Whether in traditional India or the more emancipated West, many men are still not comfortable with the idea of a strong, independent modern woman. Thanks to deep-rooted societal conditioning, Indian women also often find themselves torn between housework and career, between ambition and what they have been taught is their ‘duty’. Many relationships bear the brunt of this, as affection falls prey to power-plays. The solution is actually surprisingly simple: approach your relationship as if it’s a 50-50 partnership. Neither party in the partnership should be overburdened with any role, be it housework or financial responsibility. And remember, for any partnership to thrive, there must be honesty, transparency and mutual respect.

Have more sex

Studies show that healthy young couples between 25 and 35 barely have sex three times a month. Sex is important to the health of a relationship, and couples must prioritise it, even over work and other commitments. When a couple starts to avoid sex, it’s a warning bell for the relationship. A good way to “get into the mood” is to do the silly things you did while dating — send each other naughty messages or have romantic dinners from time to time.

The power of money

According to a survey conducted by a foreign bank, 57 per cent of divorced couples pinpoint financial issues as the root cause for the breakdown in the trust between partners. It’s never too late to establish a finance policy that’s fair to both partners. Lay down clear boundaries about splitting bills, (if both are working), make investment decisions together and be clear about monthly expenditures and budgets.

Remain faithful

Only about 10 per cent of people actually give into the temptation to stray. So, it is absolutely possible to stay faithful to your partner, and every effort must be made to do so. Researchers have found that the greatest risk factor for infidelity is opportunity. The trick to stay faithful is to avoid situations that could lead to your making bad decisions — don’t go to bars without your partner, for instance, and don’t send text messages to people with whom you may form a romantic/sexual attachment. The most effective way to stay faithful, however, is to establish clear cut values — loyalty and trust being the most important —that both partners must promise to live by.

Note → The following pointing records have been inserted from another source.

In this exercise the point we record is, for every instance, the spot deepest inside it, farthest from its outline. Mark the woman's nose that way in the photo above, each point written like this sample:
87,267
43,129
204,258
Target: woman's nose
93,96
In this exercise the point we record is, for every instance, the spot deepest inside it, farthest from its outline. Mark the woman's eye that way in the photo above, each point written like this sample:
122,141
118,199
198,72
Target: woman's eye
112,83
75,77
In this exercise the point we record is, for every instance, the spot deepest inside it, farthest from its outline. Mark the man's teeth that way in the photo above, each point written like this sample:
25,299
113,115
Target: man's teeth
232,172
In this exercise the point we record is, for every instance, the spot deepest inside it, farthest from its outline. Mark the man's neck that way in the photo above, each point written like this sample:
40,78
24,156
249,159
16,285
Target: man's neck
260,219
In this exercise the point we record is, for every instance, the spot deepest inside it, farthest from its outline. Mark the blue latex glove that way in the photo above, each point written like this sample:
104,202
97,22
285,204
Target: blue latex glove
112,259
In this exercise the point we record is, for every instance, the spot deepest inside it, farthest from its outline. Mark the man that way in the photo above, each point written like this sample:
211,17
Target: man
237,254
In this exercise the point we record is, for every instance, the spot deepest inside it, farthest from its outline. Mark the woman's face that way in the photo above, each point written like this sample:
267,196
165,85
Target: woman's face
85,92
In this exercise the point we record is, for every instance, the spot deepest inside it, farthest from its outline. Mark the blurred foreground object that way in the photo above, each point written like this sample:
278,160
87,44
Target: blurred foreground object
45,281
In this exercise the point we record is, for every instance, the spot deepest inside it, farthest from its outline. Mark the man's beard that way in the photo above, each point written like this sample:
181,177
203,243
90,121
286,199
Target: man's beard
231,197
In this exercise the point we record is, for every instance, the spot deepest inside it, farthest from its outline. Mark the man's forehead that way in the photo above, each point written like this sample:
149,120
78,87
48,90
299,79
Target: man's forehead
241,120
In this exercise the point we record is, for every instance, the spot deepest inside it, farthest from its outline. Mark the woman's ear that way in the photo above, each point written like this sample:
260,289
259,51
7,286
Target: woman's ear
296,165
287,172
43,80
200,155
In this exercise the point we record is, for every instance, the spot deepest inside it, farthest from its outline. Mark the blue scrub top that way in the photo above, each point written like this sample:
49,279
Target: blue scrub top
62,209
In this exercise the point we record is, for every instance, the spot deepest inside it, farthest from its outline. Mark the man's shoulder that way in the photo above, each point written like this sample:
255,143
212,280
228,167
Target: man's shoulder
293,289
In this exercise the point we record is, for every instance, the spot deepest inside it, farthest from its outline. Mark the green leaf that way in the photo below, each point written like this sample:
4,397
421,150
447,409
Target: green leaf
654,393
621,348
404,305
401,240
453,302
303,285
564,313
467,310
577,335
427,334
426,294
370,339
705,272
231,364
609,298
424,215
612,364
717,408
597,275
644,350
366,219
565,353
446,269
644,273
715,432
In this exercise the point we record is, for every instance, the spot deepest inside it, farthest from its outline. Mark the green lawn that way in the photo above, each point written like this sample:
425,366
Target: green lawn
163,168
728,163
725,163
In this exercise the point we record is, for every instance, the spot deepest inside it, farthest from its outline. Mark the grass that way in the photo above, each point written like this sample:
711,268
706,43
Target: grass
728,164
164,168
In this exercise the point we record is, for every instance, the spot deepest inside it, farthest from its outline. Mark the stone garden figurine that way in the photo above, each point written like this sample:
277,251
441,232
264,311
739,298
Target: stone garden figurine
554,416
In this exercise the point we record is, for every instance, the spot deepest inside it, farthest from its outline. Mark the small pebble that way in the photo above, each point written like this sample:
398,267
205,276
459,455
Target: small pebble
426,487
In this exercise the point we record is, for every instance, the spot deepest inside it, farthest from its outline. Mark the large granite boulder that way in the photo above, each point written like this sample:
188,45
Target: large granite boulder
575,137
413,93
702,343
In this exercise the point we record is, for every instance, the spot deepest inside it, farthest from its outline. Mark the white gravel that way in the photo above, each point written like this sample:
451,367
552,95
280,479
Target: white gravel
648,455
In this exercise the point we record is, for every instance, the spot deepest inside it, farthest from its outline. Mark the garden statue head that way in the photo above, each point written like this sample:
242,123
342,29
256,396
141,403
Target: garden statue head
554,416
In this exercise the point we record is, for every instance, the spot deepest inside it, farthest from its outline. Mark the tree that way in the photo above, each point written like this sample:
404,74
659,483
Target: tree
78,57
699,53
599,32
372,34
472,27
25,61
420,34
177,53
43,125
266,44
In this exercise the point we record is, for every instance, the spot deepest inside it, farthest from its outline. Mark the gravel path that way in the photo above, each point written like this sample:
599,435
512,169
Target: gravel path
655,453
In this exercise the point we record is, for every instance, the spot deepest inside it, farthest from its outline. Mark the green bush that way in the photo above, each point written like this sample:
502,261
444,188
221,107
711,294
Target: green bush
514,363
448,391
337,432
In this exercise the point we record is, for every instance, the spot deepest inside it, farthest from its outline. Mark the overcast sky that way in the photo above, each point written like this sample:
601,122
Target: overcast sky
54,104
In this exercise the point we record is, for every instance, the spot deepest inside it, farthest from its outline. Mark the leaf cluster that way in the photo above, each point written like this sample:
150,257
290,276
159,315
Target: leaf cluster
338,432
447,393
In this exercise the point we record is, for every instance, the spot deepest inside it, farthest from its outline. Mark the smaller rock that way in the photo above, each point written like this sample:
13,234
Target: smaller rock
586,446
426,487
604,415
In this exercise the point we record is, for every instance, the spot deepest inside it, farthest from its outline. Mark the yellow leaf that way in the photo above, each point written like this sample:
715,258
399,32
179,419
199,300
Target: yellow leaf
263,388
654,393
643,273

Resolve fights immediately

During a loud shouting match, do remember it takes between 20 to 30 minutes to calm down from the physiological arousal of anger. During this time, distance yourself; remind yourself your spouse’s good qualities, as this will help your anger to subside. When the rage has faded, return to sort things out with a cooler head.

Introspect and make time for you

Often the anger and discontent directed towards one’s partner, stems from a sense of inner discontent. A bad job or exchanges with a tyrannical boss may affect your self-esteem and eat into your life the way acid eats into a sheet of metal. Unresolved issues from childhood may also, similarly, affect your relationship negatively. Therapy and self-realisation may help you dig deeper and pinpoint what the real problem is.

Consider marital therapy

If you’ve tried it all, but are still having a hard time making your relationship work, give counselling a go. The perspective of an outsider or the opportunity to discuss problems calmly can lead to invaluable insights.